Infectious diseases kill millions of people annually worldwide. However, vaccination has proven to be an effective measure to control infectious diseases, and the rapid emergence of COVID-19 has shown the importance of developing safe and effective vaccines in a minimal time frame.
Published in Scientific Reports, researchers at Baylor College of Medicine and Amity University in Noida, India, have discovered a way to speed up vaccine development using artificial intelligence. They have developed an artificial intelligence platform to find important vaccine targets and epitopes that could transform the vaccine discovery process for deadly infectious diseases such as COVID-19 and Chagas disease. The platform was successfully tested on 40 different pathogens, which includes deadly SARS-CoV-2 (COVID-19), Mycobacterium tuberculosis (TB), Vibro cholerae (cholera) and Plasmodium falciparum (malaria).
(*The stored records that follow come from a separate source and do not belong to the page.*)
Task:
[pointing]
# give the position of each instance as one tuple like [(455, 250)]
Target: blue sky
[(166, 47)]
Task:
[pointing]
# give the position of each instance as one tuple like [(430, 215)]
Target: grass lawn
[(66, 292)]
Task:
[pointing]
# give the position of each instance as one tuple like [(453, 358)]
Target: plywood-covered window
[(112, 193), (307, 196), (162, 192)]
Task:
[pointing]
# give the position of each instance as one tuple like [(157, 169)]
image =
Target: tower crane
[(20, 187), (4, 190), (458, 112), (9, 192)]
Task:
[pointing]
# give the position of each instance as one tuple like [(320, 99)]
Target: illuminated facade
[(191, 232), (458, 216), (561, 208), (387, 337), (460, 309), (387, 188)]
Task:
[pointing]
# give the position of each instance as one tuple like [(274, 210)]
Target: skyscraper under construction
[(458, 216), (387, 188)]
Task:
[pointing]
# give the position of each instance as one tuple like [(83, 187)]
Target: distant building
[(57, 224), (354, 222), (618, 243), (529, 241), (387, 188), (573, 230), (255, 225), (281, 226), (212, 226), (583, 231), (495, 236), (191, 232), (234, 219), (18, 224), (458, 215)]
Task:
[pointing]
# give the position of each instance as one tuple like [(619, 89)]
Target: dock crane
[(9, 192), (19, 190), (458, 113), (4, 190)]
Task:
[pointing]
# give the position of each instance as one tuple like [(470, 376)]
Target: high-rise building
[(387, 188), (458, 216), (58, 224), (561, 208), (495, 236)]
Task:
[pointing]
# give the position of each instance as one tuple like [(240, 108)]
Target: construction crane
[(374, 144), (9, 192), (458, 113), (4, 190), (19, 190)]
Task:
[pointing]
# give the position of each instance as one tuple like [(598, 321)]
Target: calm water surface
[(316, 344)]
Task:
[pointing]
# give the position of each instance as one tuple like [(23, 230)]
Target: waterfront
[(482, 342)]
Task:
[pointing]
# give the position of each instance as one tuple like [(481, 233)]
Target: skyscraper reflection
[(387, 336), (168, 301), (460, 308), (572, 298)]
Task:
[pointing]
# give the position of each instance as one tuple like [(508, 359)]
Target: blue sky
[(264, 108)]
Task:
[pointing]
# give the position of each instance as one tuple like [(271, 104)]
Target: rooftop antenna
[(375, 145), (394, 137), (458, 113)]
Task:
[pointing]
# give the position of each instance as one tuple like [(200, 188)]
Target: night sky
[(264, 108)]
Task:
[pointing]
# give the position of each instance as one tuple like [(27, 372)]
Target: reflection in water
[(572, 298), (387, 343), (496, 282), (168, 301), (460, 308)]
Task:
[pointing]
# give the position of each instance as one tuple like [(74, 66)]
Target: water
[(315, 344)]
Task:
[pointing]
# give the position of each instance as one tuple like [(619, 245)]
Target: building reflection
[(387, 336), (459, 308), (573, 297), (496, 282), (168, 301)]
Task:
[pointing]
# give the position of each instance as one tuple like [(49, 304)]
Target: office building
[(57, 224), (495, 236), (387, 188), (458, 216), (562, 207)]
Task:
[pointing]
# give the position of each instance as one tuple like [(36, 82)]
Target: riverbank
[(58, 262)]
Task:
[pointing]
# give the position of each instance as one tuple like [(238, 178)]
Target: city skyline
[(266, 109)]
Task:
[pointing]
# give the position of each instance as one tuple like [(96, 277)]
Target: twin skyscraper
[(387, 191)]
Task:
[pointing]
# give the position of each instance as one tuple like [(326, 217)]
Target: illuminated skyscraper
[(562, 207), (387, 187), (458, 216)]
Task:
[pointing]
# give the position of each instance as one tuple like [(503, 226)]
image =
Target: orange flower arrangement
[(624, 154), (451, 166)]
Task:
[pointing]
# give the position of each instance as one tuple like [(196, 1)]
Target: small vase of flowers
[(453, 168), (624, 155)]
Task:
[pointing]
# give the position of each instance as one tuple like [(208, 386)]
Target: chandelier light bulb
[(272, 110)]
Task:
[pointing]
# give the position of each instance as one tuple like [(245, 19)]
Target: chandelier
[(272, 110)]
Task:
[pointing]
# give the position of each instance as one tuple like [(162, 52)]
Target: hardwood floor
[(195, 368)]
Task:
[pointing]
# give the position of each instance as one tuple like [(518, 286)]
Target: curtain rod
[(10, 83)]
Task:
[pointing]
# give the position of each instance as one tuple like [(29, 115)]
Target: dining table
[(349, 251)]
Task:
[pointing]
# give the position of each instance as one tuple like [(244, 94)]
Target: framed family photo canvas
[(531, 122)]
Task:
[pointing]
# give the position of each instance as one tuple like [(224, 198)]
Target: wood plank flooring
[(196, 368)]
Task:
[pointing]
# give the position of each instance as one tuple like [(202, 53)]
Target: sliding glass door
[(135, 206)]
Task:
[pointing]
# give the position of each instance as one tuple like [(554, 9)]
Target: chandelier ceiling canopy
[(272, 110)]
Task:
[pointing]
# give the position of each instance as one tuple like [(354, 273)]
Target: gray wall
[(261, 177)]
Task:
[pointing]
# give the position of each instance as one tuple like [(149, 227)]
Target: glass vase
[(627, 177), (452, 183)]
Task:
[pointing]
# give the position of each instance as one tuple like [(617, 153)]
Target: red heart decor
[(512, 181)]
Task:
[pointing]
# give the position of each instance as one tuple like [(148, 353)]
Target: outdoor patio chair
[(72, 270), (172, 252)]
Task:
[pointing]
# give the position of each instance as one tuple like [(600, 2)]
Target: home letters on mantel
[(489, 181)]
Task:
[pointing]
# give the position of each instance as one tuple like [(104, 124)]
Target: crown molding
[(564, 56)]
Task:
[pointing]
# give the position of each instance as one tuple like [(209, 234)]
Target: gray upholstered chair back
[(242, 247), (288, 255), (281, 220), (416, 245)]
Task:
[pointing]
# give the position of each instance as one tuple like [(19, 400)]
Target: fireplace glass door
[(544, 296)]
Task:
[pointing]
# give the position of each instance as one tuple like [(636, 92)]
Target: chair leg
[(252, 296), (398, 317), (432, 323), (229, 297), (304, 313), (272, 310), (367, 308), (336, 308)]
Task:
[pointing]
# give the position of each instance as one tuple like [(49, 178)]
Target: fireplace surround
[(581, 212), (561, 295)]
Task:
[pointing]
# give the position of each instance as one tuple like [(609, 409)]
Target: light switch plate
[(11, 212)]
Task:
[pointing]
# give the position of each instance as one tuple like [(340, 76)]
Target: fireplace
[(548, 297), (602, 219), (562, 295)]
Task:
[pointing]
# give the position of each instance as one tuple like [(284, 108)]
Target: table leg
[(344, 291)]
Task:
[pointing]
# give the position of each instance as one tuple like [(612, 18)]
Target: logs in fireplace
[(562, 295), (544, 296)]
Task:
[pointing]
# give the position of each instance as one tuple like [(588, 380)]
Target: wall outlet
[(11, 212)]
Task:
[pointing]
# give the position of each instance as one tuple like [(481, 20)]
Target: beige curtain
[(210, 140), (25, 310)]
The team of researchers tested the platform on several experimentally known vaccine targets, including vaccines in the market. They have a long-standing interest in neglected diseases of poverty, so they opted to analyze the whole genome and proteome (set of all protein sequences in a cell) of an important pathogen known as trypanosoma cruzi (T. cruzi).
“First, we shortlisted eight important proteins from the set of 19,000 proteins and then identified top epitopes (the part of an antigen molecule to which an antibody attaches itself) from these targets,” said Dr. Peter Hotez, dean of the National School of Tropical Medicine at Baylor. “Subsequently, we designed a multi-epitope vaccine against Chagas disease. This was followed by sophisticated analysis using bioinformatics tools to find whether the proposed vaccine is able to activate the immune system.”
Approximately 6 to 7 million people worldwide, mostly in Latin America, are estimated to be infected with T. cruzi, the parasite that causes Chagas disease. According to the World Health Organization, Chagas disease patients are at risk to suffer from severe illness from COVID-19.
“An ideal vaccine target should not be similar to host proteins (humans) in order to avoid cross reaction and subsequent side effects, therefore special care was taken to filter such data during the study,” said Dr. Maria Elena Bottazzi, associate dean of the National School of Tropical Medicine at Baylor.
The next line of action is to inject mice with these vaccines to demonstrate that the designed vaccines are nontoxic and produce enough antibodies before entering into clinical trials. “Right now, it is too early to tell how this work will affect patients down the line, but initial data suggest that the platform will be beneficial in several ways,” said Dr. Ulrich Strych, associate professor of pediatrics – tropical medicine at Baylor.
In wake of the Delta variant, the team also is engaging with various pharmaceutical and biotechnology companies to develop new vaccines against emerging infectious diseases.
“Proposing new vaccine targets (antigens) using computers that would work in the laboratory as well as in clinics is a challenging problem,” said Dr. Kamal Rawal, associate professor and project director of Amity University and the lead author of the study. “The key innovation is using artificial intelligence to combine several hundred parameters to mine several thousand proteins and genes to reach to the right targets and design vaccine using these proteins.”
The research was supported by the Kleberg Foundation and Baylor College of Medicine.